The president’s son, through his lawyer, had compared himself to murdered princes such as the teenage Tsarevich Alexei Romanov and baby Prince Astynax of Troy.

Suchat Pederson/The News Journal via AP, file
Special Counsel David Weiss during a press conference on May 3, 2018, at Wilmington, Delaware. Suchat Pederson/The News Journal via AP, file

Special Counsel David Weiss is making it clear that he is not letting up on Hunter Biden in any sense as he attempts to convict the first son on multiple felony charges related to his tax evasion and illegal gun purchase. Mr. Biden is set to begin two trials on opposite ends of the country this year and could face prison time if convicted. 

Mr. Biden’s attorney, Abbe Lowell, had argued that the first son is a victim of a “vindictive” prosecution by Mr. Weiss, who was appointed by President Trump and is now doing the bidding of Congressional Republicans, who are trying to impeach President Biden and “extremists” on the right. 

Mr. Weiss says that could not be farther from the truth, calling Mr. Biden’s assertion nothing more than a conspiratorial “house of cards.” 

“Former President Trump is not the President of the United States,” Mr. Weiss’ office said in response to Mr. Biden’s accusations. “The defendant fails to explain how President Biden or the Attorney General, to whom the Special Counsel reports, or the Special Counsel himself, or his team of prosecutors, are acting at the direction of former President Trump or Congressional Republicans.”

Mr. Biden has in recent months thrown everything at the wall to try and have the charges against him thrown out. He has said a plea agreement signed by prosecutors last year is still in effect, argued that Mr. Weiss was unlawfully appointed, and claimed that his gun purchase while addicted to drugs is actually permissible under an originalist understanding of the Second Amendment. 

Mr. Biden also recently compared himself to the persecuted children of historical figures in Europe. 

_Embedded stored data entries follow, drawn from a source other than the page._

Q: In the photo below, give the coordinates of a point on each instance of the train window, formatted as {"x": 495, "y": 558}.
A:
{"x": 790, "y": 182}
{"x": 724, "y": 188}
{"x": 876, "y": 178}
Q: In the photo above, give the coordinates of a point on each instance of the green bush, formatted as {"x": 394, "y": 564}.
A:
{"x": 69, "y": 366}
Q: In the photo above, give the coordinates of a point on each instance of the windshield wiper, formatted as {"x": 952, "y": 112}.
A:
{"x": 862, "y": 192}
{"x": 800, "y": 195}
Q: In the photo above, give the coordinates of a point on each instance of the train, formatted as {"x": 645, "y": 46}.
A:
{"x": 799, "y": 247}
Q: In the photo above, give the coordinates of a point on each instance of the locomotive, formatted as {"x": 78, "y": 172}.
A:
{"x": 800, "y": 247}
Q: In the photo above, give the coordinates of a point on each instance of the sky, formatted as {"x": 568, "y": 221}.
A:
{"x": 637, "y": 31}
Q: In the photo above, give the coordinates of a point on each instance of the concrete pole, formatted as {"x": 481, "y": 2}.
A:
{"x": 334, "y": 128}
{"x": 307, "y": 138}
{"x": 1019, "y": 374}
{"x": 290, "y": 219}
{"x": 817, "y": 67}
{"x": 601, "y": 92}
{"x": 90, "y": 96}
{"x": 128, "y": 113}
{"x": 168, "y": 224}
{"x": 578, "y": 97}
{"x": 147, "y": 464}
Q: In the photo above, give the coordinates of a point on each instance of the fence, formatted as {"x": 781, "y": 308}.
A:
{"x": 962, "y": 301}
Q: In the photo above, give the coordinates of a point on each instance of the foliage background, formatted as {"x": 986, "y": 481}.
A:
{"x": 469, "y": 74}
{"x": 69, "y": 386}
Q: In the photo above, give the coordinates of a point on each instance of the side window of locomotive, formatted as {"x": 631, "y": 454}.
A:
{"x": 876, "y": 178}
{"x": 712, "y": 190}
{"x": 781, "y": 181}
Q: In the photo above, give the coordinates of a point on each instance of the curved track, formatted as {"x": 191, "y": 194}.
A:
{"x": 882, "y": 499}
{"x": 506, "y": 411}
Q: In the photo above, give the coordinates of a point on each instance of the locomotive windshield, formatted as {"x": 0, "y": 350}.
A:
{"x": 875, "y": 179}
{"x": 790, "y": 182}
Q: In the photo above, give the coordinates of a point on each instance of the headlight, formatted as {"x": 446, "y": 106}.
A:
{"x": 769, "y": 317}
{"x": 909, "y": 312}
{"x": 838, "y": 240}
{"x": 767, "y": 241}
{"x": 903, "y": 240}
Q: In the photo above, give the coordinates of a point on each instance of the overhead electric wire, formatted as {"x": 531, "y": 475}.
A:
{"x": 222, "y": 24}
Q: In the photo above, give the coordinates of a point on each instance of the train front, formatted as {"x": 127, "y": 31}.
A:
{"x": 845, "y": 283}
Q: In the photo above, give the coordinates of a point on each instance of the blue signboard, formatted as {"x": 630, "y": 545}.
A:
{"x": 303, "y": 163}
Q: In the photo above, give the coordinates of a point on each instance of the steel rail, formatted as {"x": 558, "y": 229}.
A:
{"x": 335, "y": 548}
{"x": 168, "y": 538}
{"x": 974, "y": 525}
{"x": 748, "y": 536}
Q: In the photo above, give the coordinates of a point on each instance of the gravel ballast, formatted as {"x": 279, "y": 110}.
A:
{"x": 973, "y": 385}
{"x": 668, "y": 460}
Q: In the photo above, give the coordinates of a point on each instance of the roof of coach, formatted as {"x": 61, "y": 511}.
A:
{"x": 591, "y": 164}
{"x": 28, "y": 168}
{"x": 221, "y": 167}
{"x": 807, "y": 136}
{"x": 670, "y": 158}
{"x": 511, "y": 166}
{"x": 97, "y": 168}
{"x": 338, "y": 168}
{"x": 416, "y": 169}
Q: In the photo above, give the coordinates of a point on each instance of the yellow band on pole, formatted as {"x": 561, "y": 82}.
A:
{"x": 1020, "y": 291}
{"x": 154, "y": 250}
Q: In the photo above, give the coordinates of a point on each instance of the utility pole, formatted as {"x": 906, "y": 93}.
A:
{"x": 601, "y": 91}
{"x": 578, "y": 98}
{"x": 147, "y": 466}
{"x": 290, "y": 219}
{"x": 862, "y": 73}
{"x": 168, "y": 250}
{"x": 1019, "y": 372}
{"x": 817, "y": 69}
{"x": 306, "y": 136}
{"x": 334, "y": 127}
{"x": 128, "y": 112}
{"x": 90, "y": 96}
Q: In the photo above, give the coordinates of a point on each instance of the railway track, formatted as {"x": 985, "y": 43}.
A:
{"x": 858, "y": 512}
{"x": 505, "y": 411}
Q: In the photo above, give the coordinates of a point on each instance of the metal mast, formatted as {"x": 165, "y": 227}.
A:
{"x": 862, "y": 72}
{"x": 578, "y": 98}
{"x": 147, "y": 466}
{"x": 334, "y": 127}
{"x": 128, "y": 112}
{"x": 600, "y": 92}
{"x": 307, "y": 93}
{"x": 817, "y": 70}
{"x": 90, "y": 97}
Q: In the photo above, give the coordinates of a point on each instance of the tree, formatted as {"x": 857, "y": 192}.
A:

“To be sure, children of politically powerful individuals enjoy great privilege, but they often become the targets of animus for that very reason,” Mr. Lowell writes in one court filing. “History is replete with children of political figures being abducted and assassinated literally (e.g., murder of Romanov children by Russian revolutionaries) or figuratively (e.g., Odysseus murdering the son of Crown Prince Hector when sacking Troy). Regrettably, political attacks on the children of politicians to harm or influence their parents are not uncommon in America either.”

Mr. Lowell’s argument that Mr. Weiss was not lawfully appointed as special counsel also received a sharp rebuke from the prosecutors. Mr. Lowell had argued that special counsel laws require that the appointee come from “outside” of the government, and Mr. Weiss cannot serve because he is currently the United States Attorney for Delaware. 

“For 150 years, the Attorney General has had plenary authority to empower one of his officers to litigate particular cases in federal court,” Mr. Weiss says. “Defendant offers no persuasive reason as to why that authority has not been properly exercised here.”

Mr. Weiss’ office dropped these myriad defenses of the prosecution just two days before discussions about trial schedules are set to begin. The prosecution and defense teams will have a conference call with the presiding federal judge on Wednesday to set a date for the gun purchase trial, so long as the jurist does not dismiss the indictment based on Mr. Lowell’s arguments.